The major supermarket chain Daiei has decided to remove the differences
in the way it manages its full-time and part-time employees, and began
implementing a new integrated system in May.

The new system affects all 11,000 full-time and 55,000 part-time
Daiei employees. Under the new system, Daiei employees will be bound
to one of three types of employment contracts based on their work hours
and their acceptance of workplace transfers. The three contracts are
as follows:

* Type A, offered to employees who can work full-time and who would
agree to being transferred;
* Type B, offered to employees who can work full-time but who would
refuse to be transferred; and
* Type C, offered to employees who work part-time and who would refuse
to be transferred.

Under the new system, even workers who were originally hired as
part-time employees under a Type C contract can switch to a Type B
contract and be promoted as high as store section chief.
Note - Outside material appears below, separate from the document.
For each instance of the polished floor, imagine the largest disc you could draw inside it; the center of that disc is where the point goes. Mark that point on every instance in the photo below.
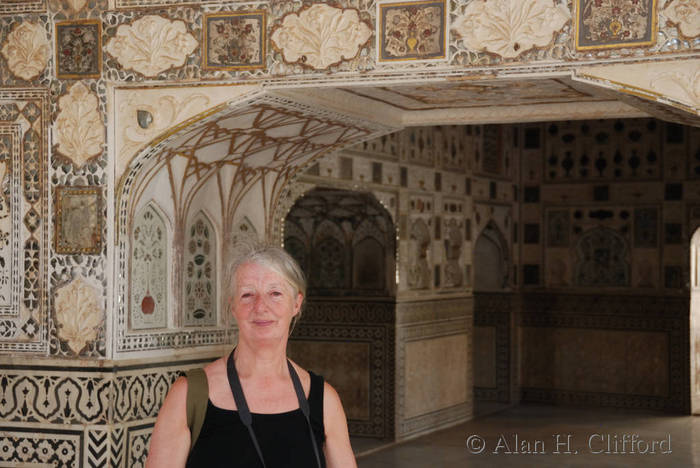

And if they
agree to be transferred, they can be switched to a Type A contract
(which is the same as what "full-time employees" signed before the
new system was introduced) and become eligible to be promoted to store
manager or even company executive, thus greatly opening up the freedom
of employee work choices and introducing greater promotional opportunities,
even to part-time employees.

Employees will be hired by Daiei through ordinary job recruitment
programs as well as through recommendations. In addition to the above
three contracts, Daiei has set aside a separate system of one-year
employment contracts offered to professionals, sales experts, and
management experts who will be paid on a fixed annual salary basis.


(2) Celestica to Introduce a Merit-Based Wage System in Japan

Celestica Inc. of Canada, (consignment service company in the
manufacture of electronic machine) which recently acquired an NEC
factory together with its employees, will introduce a merit-based
personnel and wage system at its two Japanese factories in fiscal 2003.

In Japan, even companies that have merit-based systems for their
white-collar employees do not apply them to the blue-collar workers
working at their factories. Celestica seeks to change this. The new
personnel and wage system will affect all 900 employees at its
factories, including skilled workers at its production lines.

Celestica is currently in the process of reviewing the system it
uses in its head office in Canada and is finalizing the details of
the new system. In principle, employee performance will be assessed
by their superiors, and this assessment, together with the company's
overall performance, will be used to determine an employee's wage.
Celestica hopes to introduce a system whereby wages will be paid above
a certain minimum according to employee performance.

It is generally thought to be difficult to assess individual
contribution to production line work because of the strong element
of teamwork involved in such work. Celestica has adopted a "cellular"
work model in which individuals assemble a product from the parts
upwards instead of using assembly lines, making it possible, they
believe, to identify the different skill levels of its employees and
make meaningful assessments of individual performance.